Putting the two together

If you want to write XHTML that can also be handled by common HTML user agents as well as old browsers that don't support the style and script elements, there is a monster of a setup available to accomplish this. The following code is given thrice to highlight the different parsing results.
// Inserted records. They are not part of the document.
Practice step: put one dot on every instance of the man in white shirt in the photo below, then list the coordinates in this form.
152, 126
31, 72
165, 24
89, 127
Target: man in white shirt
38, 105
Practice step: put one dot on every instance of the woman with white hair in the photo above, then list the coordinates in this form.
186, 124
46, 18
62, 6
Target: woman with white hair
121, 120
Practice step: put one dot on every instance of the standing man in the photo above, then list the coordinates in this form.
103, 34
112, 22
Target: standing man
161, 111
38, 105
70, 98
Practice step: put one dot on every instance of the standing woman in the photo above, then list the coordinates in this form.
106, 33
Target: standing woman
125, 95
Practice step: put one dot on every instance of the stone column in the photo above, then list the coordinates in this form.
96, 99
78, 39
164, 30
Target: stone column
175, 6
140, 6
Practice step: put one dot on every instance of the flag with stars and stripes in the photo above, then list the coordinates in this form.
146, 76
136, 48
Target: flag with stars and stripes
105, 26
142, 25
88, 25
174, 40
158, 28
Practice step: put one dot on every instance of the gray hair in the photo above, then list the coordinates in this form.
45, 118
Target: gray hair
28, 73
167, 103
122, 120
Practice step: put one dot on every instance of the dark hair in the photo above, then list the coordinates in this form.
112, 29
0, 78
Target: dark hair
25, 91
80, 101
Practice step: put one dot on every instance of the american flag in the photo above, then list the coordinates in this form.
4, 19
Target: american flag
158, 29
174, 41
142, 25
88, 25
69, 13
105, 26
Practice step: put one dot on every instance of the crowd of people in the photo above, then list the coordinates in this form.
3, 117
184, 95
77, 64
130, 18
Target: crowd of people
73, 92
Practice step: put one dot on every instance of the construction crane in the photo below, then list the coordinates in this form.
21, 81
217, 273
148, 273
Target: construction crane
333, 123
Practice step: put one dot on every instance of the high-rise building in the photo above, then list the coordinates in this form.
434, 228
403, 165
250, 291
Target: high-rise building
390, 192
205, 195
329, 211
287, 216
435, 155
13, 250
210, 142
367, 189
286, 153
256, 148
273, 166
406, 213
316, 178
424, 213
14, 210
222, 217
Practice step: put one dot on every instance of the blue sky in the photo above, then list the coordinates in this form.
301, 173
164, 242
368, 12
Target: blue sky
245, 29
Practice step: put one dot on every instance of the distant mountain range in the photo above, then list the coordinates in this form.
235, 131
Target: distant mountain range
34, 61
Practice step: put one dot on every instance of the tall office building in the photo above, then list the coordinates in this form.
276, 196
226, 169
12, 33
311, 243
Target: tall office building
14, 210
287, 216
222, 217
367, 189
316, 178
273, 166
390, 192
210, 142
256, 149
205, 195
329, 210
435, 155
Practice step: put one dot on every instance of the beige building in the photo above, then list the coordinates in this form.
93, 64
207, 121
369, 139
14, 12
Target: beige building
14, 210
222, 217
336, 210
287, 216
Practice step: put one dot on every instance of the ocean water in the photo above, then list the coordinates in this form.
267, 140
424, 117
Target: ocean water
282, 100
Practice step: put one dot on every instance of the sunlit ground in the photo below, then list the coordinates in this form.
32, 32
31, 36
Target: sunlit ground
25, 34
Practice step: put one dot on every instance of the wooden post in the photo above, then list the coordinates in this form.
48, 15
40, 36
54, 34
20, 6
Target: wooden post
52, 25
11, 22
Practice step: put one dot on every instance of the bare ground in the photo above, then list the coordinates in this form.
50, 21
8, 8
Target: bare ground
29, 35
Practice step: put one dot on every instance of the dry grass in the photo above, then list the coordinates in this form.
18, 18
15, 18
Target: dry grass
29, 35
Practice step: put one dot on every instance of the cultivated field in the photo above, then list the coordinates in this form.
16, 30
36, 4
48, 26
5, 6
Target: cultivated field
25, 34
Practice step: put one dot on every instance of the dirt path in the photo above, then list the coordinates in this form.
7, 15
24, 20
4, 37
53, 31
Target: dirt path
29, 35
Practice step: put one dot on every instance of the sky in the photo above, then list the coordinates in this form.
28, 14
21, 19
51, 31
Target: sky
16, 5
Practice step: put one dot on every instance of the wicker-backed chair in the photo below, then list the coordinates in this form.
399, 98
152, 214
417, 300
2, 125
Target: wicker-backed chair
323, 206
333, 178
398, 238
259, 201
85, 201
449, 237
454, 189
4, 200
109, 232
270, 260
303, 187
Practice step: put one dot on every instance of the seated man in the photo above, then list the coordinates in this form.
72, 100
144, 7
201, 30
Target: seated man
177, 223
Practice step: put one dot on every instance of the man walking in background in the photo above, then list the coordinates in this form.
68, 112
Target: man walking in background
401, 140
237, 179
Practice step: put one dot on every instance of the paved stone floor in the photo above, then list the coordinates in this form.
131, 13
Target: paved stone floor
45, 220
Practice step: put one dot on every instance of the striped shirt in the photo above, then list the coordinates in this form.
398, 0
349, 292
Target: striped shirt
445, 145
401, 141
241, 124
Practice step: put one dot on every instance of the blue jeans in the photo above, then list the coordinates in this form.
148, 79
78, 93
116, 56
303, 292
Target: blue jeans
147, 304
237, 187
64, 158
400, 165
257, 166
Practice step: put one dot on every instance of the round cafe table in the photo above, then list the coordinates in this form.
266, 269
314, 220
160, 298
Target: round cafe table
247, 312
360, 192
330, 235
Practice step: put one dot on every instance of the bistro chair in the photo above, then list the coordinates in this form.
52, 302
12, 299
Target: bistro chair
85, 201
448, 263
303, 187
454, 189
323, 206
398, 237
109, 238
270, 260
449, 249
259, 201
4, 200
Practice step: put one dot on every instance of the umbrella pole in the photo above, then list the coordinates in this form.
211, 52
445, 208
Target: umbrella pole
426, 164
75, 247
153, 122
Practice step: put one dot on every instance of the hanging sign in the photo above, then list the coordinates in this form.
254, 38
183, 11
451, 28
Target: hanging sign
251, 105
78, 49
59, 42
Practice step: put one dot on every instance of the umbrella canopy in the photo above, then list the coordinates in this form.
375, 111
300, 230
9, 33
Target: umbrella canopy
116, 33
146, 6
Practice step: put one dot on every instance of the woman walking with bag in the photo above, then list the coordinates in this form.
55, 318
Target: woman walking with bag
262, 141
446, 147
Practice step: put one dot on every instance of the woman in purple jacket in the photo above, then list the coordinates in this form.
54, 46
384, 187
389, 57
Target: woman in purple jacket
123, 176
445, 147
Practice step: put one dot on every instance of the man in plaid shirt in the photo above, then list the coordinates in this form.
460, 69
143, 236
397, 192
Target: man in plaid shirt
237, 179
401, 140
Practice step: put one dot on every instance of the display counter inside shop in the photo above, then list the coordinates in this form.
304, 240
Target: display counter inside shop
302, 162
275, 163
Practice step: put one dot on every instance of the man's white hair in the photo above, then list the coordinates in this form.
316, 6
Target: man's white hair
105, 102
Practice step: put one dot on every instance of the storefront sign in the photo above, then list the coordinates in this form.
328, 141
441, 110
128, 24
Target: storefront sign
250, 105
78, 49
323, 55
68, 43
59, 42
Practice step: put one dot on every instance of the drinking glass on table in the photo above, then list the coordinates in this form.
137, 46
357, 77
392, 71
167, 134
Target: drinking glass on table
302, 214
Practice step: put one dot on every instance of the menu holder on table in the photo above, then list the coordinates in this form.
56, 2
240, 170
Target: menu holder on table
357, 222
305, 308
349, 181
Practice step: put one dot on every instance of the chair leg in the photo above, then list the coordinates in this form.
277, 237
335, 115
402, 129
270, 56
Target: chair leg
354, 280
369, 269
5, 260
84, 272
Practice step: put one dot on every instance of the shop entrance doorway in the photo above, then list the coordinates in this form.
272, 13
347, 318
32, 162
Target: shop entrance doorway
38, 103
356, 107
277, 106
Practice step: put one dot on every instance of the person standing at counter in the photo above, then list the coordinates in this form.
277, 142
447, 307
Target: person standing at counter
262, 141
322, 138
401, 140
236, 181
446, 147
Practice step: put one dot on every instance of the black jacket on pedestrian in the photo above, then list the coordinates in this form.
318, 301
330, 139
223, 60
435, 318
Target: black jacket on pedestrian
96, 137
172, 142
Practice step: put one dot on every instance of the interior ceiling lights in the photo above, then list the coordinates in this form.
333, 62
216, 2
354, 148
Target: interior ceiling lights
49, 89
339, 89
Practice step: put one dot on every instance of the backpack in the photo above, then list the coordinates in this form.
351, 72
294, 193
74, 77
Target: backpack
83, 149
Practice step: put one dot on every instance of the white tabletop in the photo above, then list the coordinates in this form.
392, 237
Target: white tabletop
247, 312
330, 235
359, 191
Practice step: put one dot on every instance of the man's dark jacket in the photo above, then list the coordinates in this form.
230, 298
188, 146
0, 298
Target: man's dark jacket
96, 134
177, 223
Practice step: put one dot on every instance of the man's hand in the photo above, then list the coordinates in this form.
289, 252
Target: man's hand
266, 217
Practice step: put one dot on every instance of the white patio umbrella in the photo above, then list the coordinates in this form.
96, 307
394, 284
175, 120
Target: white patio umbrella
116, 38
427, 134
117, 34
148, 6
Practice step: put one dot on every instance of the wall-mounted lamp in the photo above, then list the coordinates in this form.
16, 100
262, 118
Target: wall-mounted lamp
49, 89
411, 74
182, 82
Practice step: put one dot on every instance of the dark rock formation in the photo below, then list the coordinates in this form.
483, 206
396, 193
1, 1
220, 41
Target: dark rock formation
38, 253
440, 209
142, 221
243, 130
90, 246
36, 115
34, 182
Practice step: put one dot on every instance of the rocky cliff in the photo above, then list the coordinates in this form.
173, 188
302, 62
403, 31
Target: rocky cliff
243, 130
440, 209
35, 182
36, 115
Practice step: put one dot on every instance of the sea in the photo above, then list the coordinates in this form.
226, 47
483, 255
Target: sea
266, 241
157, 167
<!-- application/xhtml+xml -->

<style type="text/css">
	<!--/*--><![CDATA[/*><!--*/
		body
		{
			background: #eee;
		}
	/*]]>*/-->
</style>

<script type="text/javascript">
	<!--//--><![CDATA[//><!--
		document.title = "Foo & Bar";
	//--><!]]>
</script>
<!-- text/html -->

<style type="text/css">
	<!--/*--><![CDATA[/*><!--*/
		body
		{
			background: #eee;
		}
	/*]]>*/-->
</style>

<script type="text/javascript">
	<!--//--><![CDATA[//><!--
		document.title = "Foo & Bar";
	//--><!]]>
</script>
<!-- text/html, no support for style, script, or marked sections -->

<style type="text/css">
	<!--/*--><![CDATA[/*><!--*/
		body
		{
			background: #eee;
		}
	/*]]>*/-->
</style>

<script type="text/javascript">
	<!--//--><![CDATA[//><!--
		document.title = "Foo & Bar";
	//--><!]]>
</script>

Some tokens in the above code were added to catch other miscellaneous potential problems. For example, The first // was added in case a browser supports the script element but doesn't ignore the entire line after <!--. Some situations cannot be accounted for, such as if a browser supports CDATA sections but doesn't support the style or script elements. Remember that the very concept of sending XHTML to be handled by an HTML engine is essentially a hack and cannot be done flawlessly.

Credits go to Ian Hickson for the final version.